DataFrame and SQL#
DataFusion Java supports two query interfaces: SQL strings via
SessionContext.sql(String), and a programmatic DataFrame API.
SQL#
try (DataFrame df = ctx.sql("SELECT a, b FROM t WHERE a > 10")) {
df.show();
}
sql(String) plans the query and returns a DataFrame. Execution does
not start until you pull results.
DataFrame transformations#
The DataFrame API exposes select, filter, limit, distinct,
dropColumns, and withColumnRenamed.
try (DataFrame df = ctx.readParquet("/path/to/orders.parquet")) {
try (DataFrame filtered = df.filter("o_orderpriority = '1-URGENT'")) {
filtered.show();
}
}
Each transformation returns a new DataFrame that must be closed.
Pulling results#
Three patterns are available:
Stream as Arrow batches.

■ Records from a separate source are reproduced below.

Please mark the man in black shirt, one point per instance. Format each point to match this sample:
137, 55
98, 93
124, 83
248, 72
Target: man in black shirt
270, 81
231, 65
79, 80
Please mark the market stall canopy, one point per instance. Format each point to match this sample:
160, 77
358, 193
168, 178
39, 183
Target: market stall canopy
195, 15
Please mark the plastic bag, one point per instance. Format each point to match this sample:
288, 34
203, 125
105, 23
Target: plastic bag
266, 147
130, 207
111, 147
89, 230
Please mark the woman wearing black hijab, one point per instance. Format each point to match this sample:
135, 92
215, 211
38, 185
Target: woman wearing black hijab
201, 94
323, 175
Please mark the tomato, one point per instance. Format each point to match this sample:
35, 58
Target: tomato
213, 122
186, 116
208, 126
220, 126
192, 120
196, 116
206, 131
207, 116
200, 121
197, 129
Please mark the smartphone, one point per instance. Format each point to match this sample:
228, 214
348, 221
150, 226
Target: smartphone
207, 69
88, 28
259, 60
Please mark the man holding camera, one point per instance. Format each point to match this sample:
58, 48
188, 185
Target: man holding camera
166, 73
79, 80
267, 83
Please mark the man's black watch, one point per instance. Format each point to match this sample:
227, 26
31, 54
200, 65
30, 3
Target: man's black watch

Use collect(allocator) to pull the result
set as Arrow record batches via the Arrow C Data Interface:
try (DataFrame df = ctx.sql("SELECT ...");
ArrowReader reader = df.collect(allocator)) {
while (reader.loadNextBatch()) {
var batch = reader.getVectorSchemaRoot();
// process batch...
}
}
Count rows. df.count() returns the row count without materializing
the rows in the JVM.
Print for inspection. df.show() and df.show(int n) print results
to standard output. Useful for exploration; not appropriate for
production code paths.
Schema introspection#
To get the schema of a registered table without running a query:
org.apache.arrow.vector.types.pojo.Schema schema = ctx.tableSchema("orders");
Plan input#
A DataFusion logical plan can be deserialized from datafusion-proto
bytes via SessionContext.fromProto(byte[]). The datafusion-proto Java
classes are generated by the Maven build. This is useful for accepting
plans produced by other DataFusion-aware tooling.